Изменить размер шрифта - +
Исключительное богатство страны золотом, подтвержденное многочисленными находками на территории западной Грузии изделий из этого металла, нашло свое символическое воплощение в предании о чудесном золотом руне, ради которого Ясон и его спутники предприняли свое далекое и опасное путешествие через весь Понт Евксинский. По вполне понятным причинам эта идея всегда вызывала особый энтузиазм у грузинских ученых, да и не только ученых, если судить хотя бы по распространенности в пределах этой закавказской республики таких имен, как Ясон и Медея.

Однако подлинным триумфом для всех тех, кто верил в историческую реальность похода аргонавтов как в самой Грузии, так и за ее пределами, стали события, разыгравшиеся летом 1984 года, когда в устье реки Риони, или древнего Фасиса, снова вошел корабль, носивший гордое имя «Арго» и приплывший сюда прямо из Греции, из того же самого Иолка (совр. Воло), откуда отправился в путь настоящий «Арго». На этот раз на борту корабля, построенного в точном соответствии с самыми древними из всех известных в настоящее время описаний греческих кораблей в искусстве и литературе, находился интернациональный экипаж, состоявший из энтузиастов и просто любителей приключений, собранных отовсюду его капитаном англичанином Тимом Северином. Цель Северина, когда он задумал это путешествие и с большой настойчивостью и энергией добивался реализации своего плана, в сущности, не отличалась от тех целей, которые ставил перед собой знаменитый норвежский исследователь Тур Хейердал, совершая прославленные плавания на плоту «Кон-Тики» через Тихий океан и на тростниковом судне «Ра» через Атлантику.
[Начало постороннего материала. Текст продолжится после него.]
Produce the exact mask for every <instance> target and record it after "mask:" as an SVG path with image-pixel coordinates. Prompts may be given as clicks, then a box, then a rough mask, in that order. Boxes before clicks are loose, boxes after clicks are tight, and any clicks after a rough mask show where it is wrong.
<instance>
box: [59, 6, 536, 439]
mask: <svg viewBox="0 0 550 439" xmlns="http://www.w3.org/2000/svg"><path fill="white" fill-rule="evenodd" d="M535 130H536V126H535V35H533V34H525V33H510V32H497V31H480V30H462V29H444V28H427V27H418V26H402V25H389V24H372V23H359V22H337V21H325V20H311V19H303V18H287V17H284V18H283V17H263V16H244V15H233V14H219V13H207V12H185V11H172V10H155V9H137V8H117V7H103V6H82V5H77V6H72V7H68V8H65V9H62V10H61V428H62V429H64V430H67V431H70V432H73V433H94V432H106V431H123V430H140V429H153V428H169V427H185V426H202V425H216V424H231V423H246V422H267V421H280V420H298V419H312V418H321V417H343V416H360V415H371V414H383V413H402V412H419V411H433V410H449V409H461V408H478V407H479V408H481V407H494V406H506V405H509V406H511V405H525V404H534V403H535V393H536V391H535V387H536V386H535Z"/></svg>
Как об этом неоднократно сообщалось в печати и по радио, английский мореплаватель Северин хотел во что бы то ни стало доказать самому себе и всему миру принципиальную возможность достижения греками Колхиды еще во II тысячелетии до н. э., или в эпоху бронзы.

В этой широко разрекламированной затее с самого начала была заключена одна хорошо различимая для каждого непредубежденного наблюдателя несообразность. Северину и его единомышленникам, право же, не стоило утруждать себя и строить корабль, якобы воспроизводящий во всех деталях суда микенской эпохи (как они были устроены на самом еле, мы представляем себе весьма приблизительно ввиду отсутствия надежных источников) и затем идти на веслах от порта Воло до Поти. Если бы вся проблема сводилась только к чисто техническим трудностям, то решить ее было бы весьма просто. Мы не располагаем никакими данными, с помощью которых можно было бы доказать, что греческое кораблестроение I тысячелетия до н. э. существенно отличалось от кораблестроения крито-микенской эпохи. Судя по всему, и принципы оснастки судов, и правила кораблевождения за это время изменились очень мало. Поэтому мы вправе предположить, что если греки сумели проникнуть в Черное море примерно в VIII–VII веках до н. э., когда началась колонизация побережий этого замкнутого водного бассейна, то как будто ничто не мешало им сделать то же самое на несколько столетий раньше, допустим в XV или XIV веке до н. э.

Но в том-то и дело, что проблема, стоявшая перед Северином, никак не может быть сведена к решению чисто технических вопросов — как построить корабль, дублирующий корабли бронзового века, и проплыть на нем из Эгейского моря в Черное. В конце концов, при более или менее благоприятных погодных условиях совершить такое плавание можно было на чем угодно. Ведь пустился же в гораздо более опасный путь через океан отважный доктор Аллен Бомбар на утлой резиновой лодке в полном одиночестве и даже без запаса продовольствия. Если расценивать путешествия Северина, а до него Хейердала и некоторых других смельчаков, добровольно поставивших себя в те же условия, в которых находились древние мореплаватели, как своеобразные научные эксперименты, то, как это ни прискорбно, но придется признать, что они были поставлены, как выражаются в таких случаях физики, не вполне корректно.